8. Однако тут была налицо следующая разница: думая о вещах мирских, он весьма услаждался; но когда, утомившись, он оставлял эти мысли, то чувствовал скуку и недовольство. Когда же он думал о том, чтобы пойти в Иерусалим босиком, питаться одними травами и совершать все прочие подвиги покаяния, которые, как он увидел, совершали святые — то утешался он не только тогда, когда задерживался на таких мыслях, но и, даже отстранив их, оставался доволен и радостен. Но он не обращал на это внимания и не задерживался на раздумьях об этом различии, покуда однажды у него немного не открылись глаза, и тогда он стал удивляться этому разнообразию и размышлять о нём, постигая на опыте, что одни мысли оставляли его печальным, а другие — радостным. Так мало-помалу он стал знакомиться с разнообразием воздействовавших на него духов: одного — бесовского, а другого — Божиего.
9. Из этого урока он вынес немало и принялся более серьёзно размышлять о своём прошлом и о том, сколь необходимо ему покаяться в нём.
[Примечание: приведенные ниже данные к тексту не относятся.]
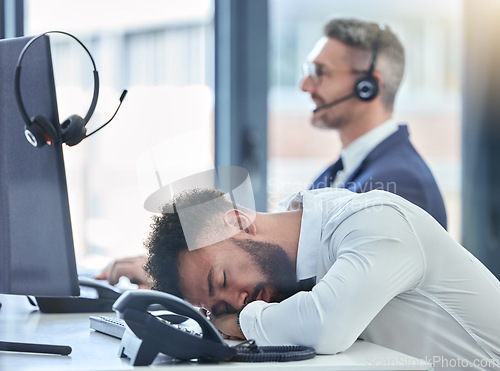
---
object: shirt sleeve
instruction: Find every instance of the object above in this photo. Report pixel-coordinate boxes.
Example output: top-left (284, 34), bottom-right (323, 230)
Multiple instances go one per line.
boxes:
top-left (239, 205), bottom-right (425, 354)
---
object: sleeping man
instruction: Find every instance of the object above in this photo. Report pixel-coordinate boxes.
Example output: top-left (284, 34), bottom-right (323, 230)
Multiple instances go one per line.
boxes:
top-left (130, 186), bottom-right (500, 371)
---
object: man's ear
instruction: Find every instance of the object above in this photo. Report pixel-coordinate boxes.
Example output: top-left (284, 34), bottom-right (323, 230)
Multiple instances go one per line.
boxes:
top-left (223, 209), bottom-right (256, 235)
top-left (372, 70), bottom-right (383, 91)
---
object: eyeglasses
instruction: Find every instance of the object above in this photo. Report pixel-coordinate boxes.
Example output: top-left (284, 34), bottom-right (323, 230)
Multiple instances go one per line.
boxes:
top-left (302, 62), bottom-right (366, 85)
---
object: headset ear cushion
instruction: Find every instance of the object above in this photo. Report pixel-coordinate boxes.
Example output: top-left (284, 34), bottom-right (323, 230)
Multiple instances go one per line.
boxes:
top-left (61, 115), bottom-right (87, 146)
top-left (26, 115), bottom-right (59, 147)
top-left (355, 76), bottom-right (379, 101)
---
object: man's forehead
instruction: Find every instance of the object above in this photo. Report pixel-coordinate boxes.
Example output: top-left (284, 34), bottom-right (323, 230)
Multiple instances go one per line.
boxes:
top-left (179, 247), bottom-right (212, 270)
top-left (178, 244), bottom-right (229, 290)
top-left (178, 249), bottom-right (212, 304)
top-left (178, 240), bottom-right (243, 302)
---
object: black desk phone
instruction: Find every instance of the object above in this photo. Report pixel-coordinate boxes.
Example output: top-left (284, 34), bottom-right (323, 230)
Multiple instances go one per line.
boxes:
top-left (113, 290), bottom-right (236, 365)
top-left (113, 290), bottom-right (316, 366)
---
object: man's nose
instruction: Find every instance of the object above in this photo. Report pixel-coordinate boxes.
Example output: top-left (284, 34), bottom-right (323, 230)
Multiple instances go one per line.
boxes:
top-left (300, 75), bottom-right (314, 93)
top-left (223, 289), bottom-right (248, 311)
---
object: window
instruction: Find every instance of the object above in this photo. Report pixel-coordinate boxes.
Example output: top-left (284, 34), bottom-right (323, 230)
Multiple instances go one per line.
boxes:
top-left (25, 0), bottom-right (214, 270)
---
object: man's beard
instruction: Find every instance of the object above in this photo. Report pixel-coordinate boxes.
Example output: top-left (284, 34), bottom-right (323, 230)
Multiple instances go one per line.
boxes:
top-left (310, 94), bottom-right (352, 130)
top-left (231, 238), bottom-right (299, 303)
top-left (312, 109), bottom-right (350, 130)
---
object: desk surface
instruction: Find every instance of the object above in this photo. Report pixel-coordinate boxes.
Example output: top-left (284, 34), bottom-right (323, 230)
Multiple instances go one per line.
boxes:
top-left (0, 294), bottom-right (433, 371)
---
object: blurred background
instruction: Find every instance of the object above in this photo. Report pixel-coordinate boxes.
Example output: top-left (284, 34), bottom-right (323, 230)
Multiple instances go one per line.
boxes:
top-left (3, 0), bottom-right (498, 277)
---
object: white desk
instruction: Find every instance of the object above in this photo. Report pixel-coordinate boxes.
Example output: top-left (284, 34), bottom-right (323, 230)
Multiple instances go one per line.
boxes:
top-left (0, 294), bottom-right (433, 370)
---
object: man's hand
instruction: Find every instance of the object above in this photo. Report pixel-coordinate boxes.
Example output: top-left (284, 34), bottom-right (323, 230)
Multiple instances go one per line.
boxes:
top-left (94, 255), bottom-right (152, 289)
top-left (211, 313), bottom-right (245, 340)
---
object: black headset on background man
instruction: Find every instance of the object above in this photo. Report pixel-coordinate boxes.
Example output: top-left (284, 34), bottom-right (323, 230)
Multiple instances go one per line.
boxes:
top-left (14, 30), bottom-right (127, 148)
top-left (313, 26), bottom-right (385, 113)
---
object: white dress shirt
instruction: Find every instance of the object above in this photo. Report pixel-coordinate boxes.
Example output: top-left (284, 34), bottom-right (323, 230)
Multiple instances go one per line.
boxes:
top-left (239, 188), bottom-right (500, 371)
top-left (334, 118), bottom-right (399, 186)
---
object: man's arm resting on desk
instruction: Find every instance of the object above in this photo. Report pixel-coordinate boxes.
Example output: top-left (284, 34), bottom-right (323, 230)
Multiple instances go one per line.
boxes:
top-left (94, 255), bottom-right (152, 289)
top-left (239, 206), bottom-right (424, 354)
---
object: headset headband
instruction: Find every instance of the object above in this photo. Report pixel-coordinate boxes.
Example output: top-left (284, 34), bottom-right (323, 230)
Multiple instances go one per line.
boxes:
top-left (367, 25), bottom-right (385, 77)
top-left (14, 31), bottom-right (100, 128)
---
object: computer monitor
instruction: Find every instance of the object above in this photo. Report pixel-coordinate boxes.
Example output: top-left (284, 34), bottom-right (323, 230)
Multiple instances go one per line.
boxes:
top-left (0, 35), bottom-right (80, 297)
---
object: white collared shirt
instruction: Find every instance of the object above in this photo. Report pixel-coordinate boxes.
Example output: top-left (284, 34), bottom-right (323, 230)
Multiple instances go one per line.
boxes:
top-left (334, 118), bottom-right (399, 186)
top-left (239, 188), bottom-right (500, 370)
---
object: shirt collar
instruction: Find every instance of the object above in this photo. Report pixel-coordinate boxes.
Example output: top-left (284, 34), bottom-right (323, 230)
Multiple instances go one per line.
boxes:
top-left (339, 118), bottom-right (399, 179)
top-left (277, 191), bottom-right (323, 281)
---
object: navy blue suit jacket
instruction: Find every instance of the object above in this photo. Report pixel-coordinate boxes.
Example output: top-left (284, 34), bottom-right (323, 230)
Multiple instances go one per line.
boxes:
top-left (310, 125), bottom-right (447, 229)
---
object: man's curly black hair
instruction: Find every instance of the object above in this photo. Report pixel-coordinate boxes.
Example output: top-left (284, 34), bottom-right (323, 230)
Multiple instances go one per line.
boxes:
top-left (143, 188), bottom-right (230, 298)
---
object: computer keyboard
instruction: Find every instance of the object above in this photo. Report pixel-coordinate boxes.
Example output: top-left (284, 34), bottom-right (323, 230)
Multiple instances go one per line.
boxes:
top-left (90, 314), bottom-right (202, 339)
top-left (89, 316), bottom-right (127, 339)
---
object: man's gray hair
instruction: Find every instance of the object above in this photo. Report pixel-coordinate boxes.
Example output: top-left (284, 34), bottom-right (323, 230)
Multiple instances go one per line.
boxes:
top-left (324, 18), bottom-right (405, 110)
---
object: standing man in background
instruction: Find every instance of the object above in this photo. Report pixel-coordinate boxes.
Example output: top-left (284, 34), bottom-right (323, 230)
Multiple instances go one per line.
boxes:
top-left (302, 18), bottom-right (447, 229)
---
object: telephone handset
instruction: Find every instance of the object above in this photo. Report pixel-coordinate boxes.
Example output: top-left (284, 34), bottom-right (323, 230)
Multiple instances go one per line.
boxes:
top-left (112, 290), bottom-right (237, 365)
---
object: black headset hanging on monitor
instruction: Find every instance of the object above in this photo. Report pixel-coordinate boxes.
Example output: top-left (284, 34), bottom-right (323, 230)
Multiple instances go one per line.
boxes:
top-left (14, 30), bottom-right (127, 148)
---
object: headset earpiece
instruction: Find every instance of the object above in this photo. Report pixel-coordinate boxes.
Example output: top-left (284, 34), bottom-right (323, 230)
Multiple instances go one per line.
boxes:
top-left (25, 115), bottom-right (59, 148)
top-left (354, 26), bottom-right (384, 102)
top-left (61, 115), bottom-right (87, 146)
top-left (355, 75), bottom-right (379, 101)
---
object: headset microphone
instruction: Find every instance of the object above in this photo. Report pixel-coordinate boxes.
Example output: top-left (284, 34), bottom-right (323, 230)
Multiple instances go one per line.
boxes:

Тут-то и пришло к нему желание подражать святым, невзирая на обстоятельства, но уповая с помощью Божией сделать то же, что делали они. Но всё, что он хотел сделать после выздоровления — это отправиться в Иерусалим, как говорилось выше, совершая столько <подвигов> покаяния и воздержания, сколько дух благородный, воспламенённый Богом, обычно желает совершить.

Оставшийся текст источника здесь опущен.